A friend and I talked relationships over wine. The topic that evening was not the beauty of a blossoming romance, the passion of first everythings. It was about desperation, the frantic grasping for threads quickly unravelling. About life as you know it falling apart, and the urge to patch things back together no matter how futile the effort. I’ve been there. So had she. We thanked the universe that neither of us had ever caught crazy, had done anything at the ceiling of manipulative to hold onto that which may already have been gone. We were never the girls to stop taking birth control pills, to call his possible new love interest with wild threats.
I didn’t have a child to force togetherness, but I did buy a king bed. We were in a rough patch, more like a rocky several months, and I genuinely believed that the purchase would somehow fix things for a while. That the added plush foot or two of distance would somehow bring us closer. Funny to write it now. The prospect was quite appealing, actually, and the logic of it well developed in my mind. If we slept better, I’d be more pleasant, I wouldn’t pick on his job and his friends and his car and his existence. If we slept better, we’d be more attracted and attractive to one another. There’d be more room to move, to breathe. It would be a joint purchase, of course, which would bind us in some meaningful way. Despite my urge to smother him every time he left the freezer open or used that God forsaken mouthwash, I loved him very much, and this, this would help. We could work things out. It’s what couples do. A bigger bed is part of a future, after all. An investment in us.
Turns out the bed was part of my future alone. We broke up within a month or two of its purchase, separating with little looking back. I paid the bed off, turning down his offers of assistance, and for months slept on the side I had established as mine while part of a couple. I now sleep in it those nights I don’t prefer the couch and the larger television. I’m never quite comfortable in it, and even a few years later I remember the fight we had the day we went to buy it. Not today. Why the hell not? Maybe not at 11, but later this afternoon. I can never get you to do anything. Turns out red flags are always a little brighter in hindsight.
16 Comments
This is a beautiful, sad story. I love the title.
Ah yes, the signs we always chose to ignore. we all have them.
Your story reminds me of my ex-wife and I. She wanted to move into a bigger house. I was satisfied where we were but I thought it would make her happy if I supported the idea. That fall we pursued many, putting in offers and counter offers on a few. They all eluded us. Our kids lived and died dreaming of their new bedrooms. Coming into Christmas, we decided to wait until the new year to attack the market again. Just days before Christmas she told me she had been having affairs for a year and walked out that night for her latest.

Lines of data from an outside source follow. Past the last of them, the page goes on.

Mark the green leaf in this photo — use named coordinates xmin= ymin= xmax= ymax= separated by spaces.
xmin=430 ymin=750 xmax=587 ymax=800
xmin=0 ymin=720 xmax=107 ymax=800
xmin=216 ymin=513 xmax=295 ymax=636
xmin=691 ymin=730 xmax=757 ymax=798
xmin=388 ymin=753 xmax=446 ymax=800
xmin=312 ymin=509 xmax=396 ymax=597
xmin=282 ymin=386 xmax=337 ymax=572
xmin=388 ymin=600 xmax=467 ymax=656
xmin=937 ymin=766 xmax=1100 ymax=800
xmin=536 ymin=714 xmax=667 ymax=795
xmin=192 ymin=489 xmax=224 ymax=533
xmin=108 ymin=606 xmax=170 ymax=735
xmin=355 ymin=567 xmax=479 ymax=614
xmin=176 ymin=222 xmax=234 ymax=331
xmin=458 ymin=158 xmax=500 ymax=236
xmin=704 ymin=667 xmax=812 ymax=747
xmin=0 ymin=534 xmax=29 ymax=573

I think she felt the same way, trying to make a change that would somehow change our relationship. Of course it was doomed. Fortunately we didn’t make our purchase. A king size bed I could live with, a new house, not so much.
I’m constantly amazed by the delusions we put ourselves through to avoid hurtful realities. I’m doubly amazed to realize the ones that I, myself, do even though I know better.
well said. that story brought back that familiar, awful feeling of the empty, heavy pit in my stomach.
At the risk of offering (yet more) unsolicited advice – this is a lovely seed for a “paper” essay… So much there!
(Also you look nothing like Robert Plant. I think you’re just jealous of the curls.)
I know this place, too. King beds are pretty sweet, though so I would recommend hanging on to it! Maybe some luxe new sheets?!
You bought a king sized bed. I bought a mountain bike. Yup.
I bought the king sized bed too. What I realized later about the bed, was the foundation of it was divided into two parts, two halves if you will. It always seemed symbolic that the bed that was supposed to unite us, was actually divided itself.
Oh, you know I can relate.
Me? I make meatloaf, lasagna, sausage and peppers. I clean my apartment and shave my legs on Fridays – this is how I *invest*.
in hindsight, those red flags wave and flash too. i still missed them myself. my splurge purchase to save us? a wii.
Ah yes, I pushed for buying a condo. He got so into it, he even decided, yes, we should make a permanent commitment! He proposed, then 24 hours later walked out. Next week, he and his mother bought the condo, then she picked out all the furniture. I bought nice Tupperware and an enormous pillowtop mattress as my rebound.
I “caught crazy” in one particular relationship and in hindsight, I should’ve just bought a new bed. :)
Beautiful writing.
Excellent post, one because it’s excellent and two because I think you wrote what’s going on in my head. But I will not buy the King sized bed though it has been thought about many times. I don’t even want to save us, I guess that’s the difference. Yet we continue. I have friends who said babies weren’t the answer to bringing them together. They are now parents of twins born 14 weeks too early. Go figure.
Very poignant thoughts, as always Kris. I, too, have a King bed, and being divorced five years, I’ve discovered that I now require its luxurious span all to myself (well, and the animals). Occasional overnight “guests” always equate to a poor night’s sleep (it’s a bit of a problem).
Listen to the Dixie Chicks Wide Open Spaces and enjoy the sprawl. : )
Man, it’s shameful now to think of the things I did when grasping at those obviously already gone threads.